And I fail to see how my running from room to room resetting clocks, thermostats, recording devices, microwaves, and stove clocks saves me any time at all.
Proponents say that the extra light prevents automobile accidents, but school bus accidents occur more frequently in the morning during DST. And in fact, there’s a huge spike in accidents of all kinds on the first Monday after the clocks move forward. It actually takes about five days for our brains to settle down after a time shift. There’s also a huge spike in heart attacks in the first week after the clocks go forward. Human bodies like schedules, and having schedules disrupted for no apparent reason is very stressful.
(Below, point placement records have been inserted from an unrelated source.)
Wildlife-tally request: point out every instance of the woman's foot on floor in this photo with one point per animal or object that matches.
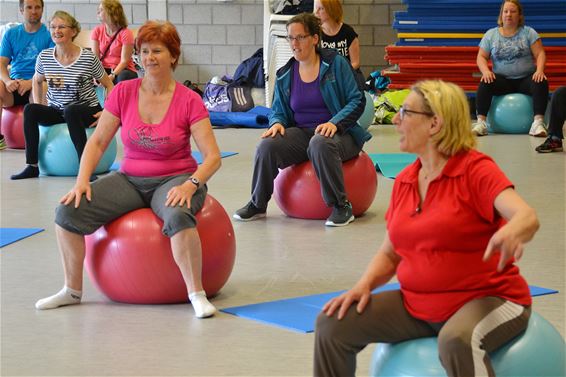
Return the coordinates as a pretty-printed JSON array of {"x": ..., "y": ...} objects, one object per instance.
[
  {"x": 29, "y": 172},
  {"x": 203, "y": 308},
  {"x": 65, "y": 296}
]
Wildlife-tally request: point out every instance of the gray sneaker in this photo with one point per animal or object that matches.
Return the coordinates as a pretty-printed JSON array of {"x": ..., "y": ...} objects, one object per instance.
[
  {"x": 249, "y": 212},
  {"x": 340, "y": 216}
]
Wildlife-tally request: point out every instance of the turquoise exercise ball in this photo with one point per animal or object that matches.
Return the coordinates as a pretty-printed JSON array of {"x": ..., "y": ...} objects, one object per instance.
[
  {"x": 539, "y": 351},
  {"x": 368, "y": 115},
  {"x": 511, "y": 114},
  {"x": 57, "y": 154}
]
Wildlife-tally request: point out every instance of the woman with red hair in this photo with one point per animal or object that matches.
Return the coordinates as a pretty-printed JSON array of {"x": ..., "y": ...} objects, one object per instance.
[{"x": 157, "y": 117}]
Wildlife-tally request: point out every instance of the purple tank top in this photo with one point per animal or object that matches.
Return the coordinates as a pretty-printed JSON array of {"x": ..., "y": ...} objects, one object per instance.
[{"x": 308, "y": 106}]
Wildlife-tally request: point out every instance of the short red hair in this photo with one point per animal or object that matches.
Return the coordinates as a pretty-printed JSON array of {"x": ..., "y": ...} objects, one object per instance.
[{"x": 162, "y": 32}]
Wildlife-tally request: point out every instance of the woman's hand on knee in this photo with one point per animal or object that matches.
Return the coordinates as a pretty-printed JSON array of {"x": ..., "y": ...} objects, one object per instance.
[
  {"x": 95, "y": 116},
  {"x": 277, "y": 128},
  {"x": 180, "y": 195},
  {"x": 327, "y": 129},
  {"x": 76, "y": 194},
  {"x": 539, "y": 76},
  {"x": 342, "y": 303},
  {"x": 488, "y": 77}
]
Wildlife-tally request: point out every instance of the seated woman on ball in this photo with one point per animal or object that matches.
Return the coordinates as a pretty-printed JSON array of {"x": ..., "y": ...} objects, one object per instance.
[
  {"x": 316, "y": 105},
  {"x": 156, "y": 117},
  {"x": 518, "y": 59},
  {"x": 553, "y": 142},
  {"x": 69, "y": 71},
  {"x": 455, "y": 227}
]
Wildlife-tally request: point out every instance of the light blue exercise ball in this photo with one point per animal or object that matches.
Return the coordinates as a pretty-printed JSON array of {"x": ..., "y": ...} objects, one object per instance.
[
  {"x": 368, "y": 115},
  {"x": 539, "y": 351},
  {"x": 57, "y": 154},
  {"x": 511, "y": 114}
]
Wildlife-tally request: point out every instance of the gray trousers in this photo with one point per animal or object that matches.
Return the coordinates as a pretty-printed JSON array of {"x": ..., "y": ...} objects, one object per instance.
[
  {"x": 116, "y": 194},
  {"x": 296, "y": 146},
  {"x": 464, "y": 341}
]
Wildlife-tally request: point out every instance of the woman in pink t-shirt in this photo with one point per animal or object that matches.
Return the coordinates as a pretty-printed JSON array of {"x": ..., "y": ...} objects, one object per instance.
[
  {"x": 113, "y": 42},
  {"x": 156, "y": 117},
  {"x": 455, "y": 227}
]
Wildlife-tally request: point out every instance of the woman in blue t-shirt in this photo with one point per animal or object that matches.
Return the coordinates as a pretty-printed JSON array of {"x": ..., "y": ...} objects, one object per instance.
[{"x": 518, "y": 60}]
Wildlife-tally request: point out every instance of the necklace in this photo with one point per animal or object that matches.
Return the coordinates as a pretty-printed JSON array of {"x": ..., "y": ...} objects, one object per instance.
[{"x": 432, "y": 173}]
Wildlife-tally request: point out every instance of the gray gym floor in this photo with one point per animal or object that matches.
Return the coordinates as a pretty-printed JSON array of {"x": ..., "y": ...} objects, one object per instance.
[{"x": 277, "y": 258}]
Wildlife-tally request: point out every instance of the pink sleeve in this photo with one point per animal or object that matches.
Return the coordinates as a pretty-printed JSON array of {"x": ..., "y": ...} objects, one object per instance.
[
  {"x": 196, "y": 111},
  {"x": 126, "y": 37},
  {"x": 94, "y": 34},
  {"x": 114, "y": 100},
  {"x": 486, "y": 181}
]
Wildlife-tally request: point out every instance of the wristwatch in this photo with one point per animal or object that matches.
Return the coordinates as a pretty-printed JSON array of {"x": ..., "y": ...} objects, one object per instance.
[{"x": 195, "y": 181}]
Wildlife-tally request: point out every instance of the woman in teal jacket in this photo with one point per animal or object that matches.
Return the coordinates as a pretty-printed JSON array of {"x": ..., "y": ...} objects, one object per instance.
[{"x": 315, "y": 112}]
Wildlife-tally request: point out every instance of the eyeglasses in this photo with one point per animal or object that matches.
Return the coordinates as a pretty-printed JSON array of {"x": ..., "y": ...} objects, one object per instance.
[
  {"x": 59, "y": 27},
  {"x": 403, "y": 112},
  {"x": 298, "y": 38}
]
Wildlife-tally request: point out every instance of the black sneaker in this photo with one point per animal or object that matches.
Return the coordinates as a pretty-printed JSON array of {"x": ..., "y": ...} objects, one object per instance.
[
  {"x": 249, "y": 212},
  {"x": 550, "y": 145},
  {"x": 340, "y": 216},
  {"x": 29, "y": 172}
]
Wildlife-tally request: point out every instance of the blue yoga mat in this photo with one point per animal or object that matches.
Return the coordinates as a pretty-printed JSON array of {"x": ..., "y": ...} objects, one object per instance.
[
  {"x": 196, "y": 155},
  {"x": 391, "y": 164},
  {"x": 11, "y": 235},
  {"x": 299, "y": 314},
  {"x": 258, "y": 117}
]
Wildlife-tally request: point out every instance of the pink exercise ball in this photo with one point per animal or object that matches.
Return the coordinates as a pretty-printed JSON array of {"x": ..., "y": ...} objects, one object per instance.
[
  {"x": 297, "y": 188},
  {"x": 130, "y": 260},
  {"x": 13, "y": 126}
]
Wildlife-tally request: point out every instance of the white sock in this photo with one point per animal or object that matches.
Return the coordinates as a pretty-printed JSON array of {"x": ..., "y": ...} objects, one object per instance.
[
  {"x": 203, "y": 308},
  {"x": 65, "y": 296}
]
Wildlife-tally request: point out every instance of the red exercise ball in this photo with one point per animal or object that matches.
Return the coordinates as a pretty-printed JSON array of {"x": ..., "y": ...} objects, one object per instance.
[
  {"x": 297, "y": 188},
  {"x": 13, "y": 126},
  {"x": 130, "y": 260}
]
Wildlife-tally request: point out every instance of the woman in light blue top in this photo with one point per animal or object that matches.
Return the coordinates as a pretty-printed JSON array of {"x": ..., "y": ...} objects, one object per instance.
[{"x": 518, "y": 60}]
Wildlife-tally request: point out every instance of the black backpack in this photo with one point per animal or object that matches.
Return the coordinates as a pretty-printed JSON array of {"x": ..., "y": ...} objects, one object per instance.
[{"x": 250, "y": 72}]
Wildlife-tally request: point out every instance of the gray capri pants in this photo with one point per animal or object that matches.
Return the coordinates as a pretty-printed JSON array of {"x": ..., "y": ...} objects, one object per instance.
[
  {"x": 117, "y": 194},
  {"x": 464, "y": 340}
]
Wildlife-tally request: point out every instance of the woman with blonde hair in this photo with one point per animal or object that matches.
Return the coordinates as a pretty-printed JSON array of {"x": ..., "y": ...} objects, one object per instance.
[
  {"x": 455, "y": 227},
  {"x": 113, "y": 42},
  {"x": 69, "y": 71}
]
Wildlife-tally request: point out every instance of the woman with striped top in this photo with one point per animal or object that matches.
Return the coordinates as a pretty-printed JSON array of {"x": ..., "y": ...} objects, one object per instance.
[{"x": 69, "y": 72}]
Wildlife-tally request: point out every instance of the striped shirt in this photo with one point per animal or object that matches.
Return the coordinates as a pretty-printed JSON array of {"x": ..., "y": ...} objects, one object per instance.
[{"x": 71, "y": 84}]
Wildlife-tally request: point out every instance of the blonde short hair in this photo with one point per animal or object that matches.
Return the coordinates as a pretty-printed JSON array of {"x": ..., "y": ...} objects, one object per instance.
[
  {"x": 519, "y": 8},
  {"x": 448, "y": 101},
  {"x": 72, "y": 21}
]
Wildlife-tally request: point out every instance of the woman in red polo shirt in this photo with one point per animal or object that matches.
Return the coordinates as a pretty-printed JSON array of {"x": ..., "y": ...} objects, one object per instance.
[{"x": 455, "y": 227}]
The whole thing’s a crock, first brought up in a Ben Franklin joke in 1770. People stopped laughing when an English builder named William Willet lobbied for the idea in 1907. In 1915, Germany adopted daylight saving, in an attempt to save energy, and in 1916, Britain followed suit. There was a war going on, so most of the allies, including Canada and the United States, jumped on the bandwagon as well.
And we’ve been tinkering with time ever since. In Canada, it’s a provincial decision, and hardly worth thinking about until the morning you wake up at 6 a.m. only to discover it’s now 7 a.m. Most of Saskatchewan, however, has a real muddle. The province is nominally on Central Standard Time , even though it is in the Mountain Zone, which means it’s effectively on DST all year –round. What?
All I know is that all of this backwarding and forwarding of the clocks is annoying, and is really just a nostalgic reminder of how businesses ran a century ago. Today’s businesses operate around the clock, like it or not, and syncing time with the United States is as silly as attempting to synch to Australia or China – if you need to do business there, you’ll figure out how. The idea that we all need to work at exactly the same time and in exactly the same way is controlling and paternalistic, and about as useful as a vestigial tail.
Getting rid of Daylight Saving would be as simple as beginning it – just stop. It seems that no one’s bothered to address the issue recently, because it IS such a simple thing.
But it is a silly idea that’s run its course. It is confusing, annoying, and doesn’t save time or energy, so why bother? Down with Daylight Saving! I’ll remember to change my smoke alarm battery some other way!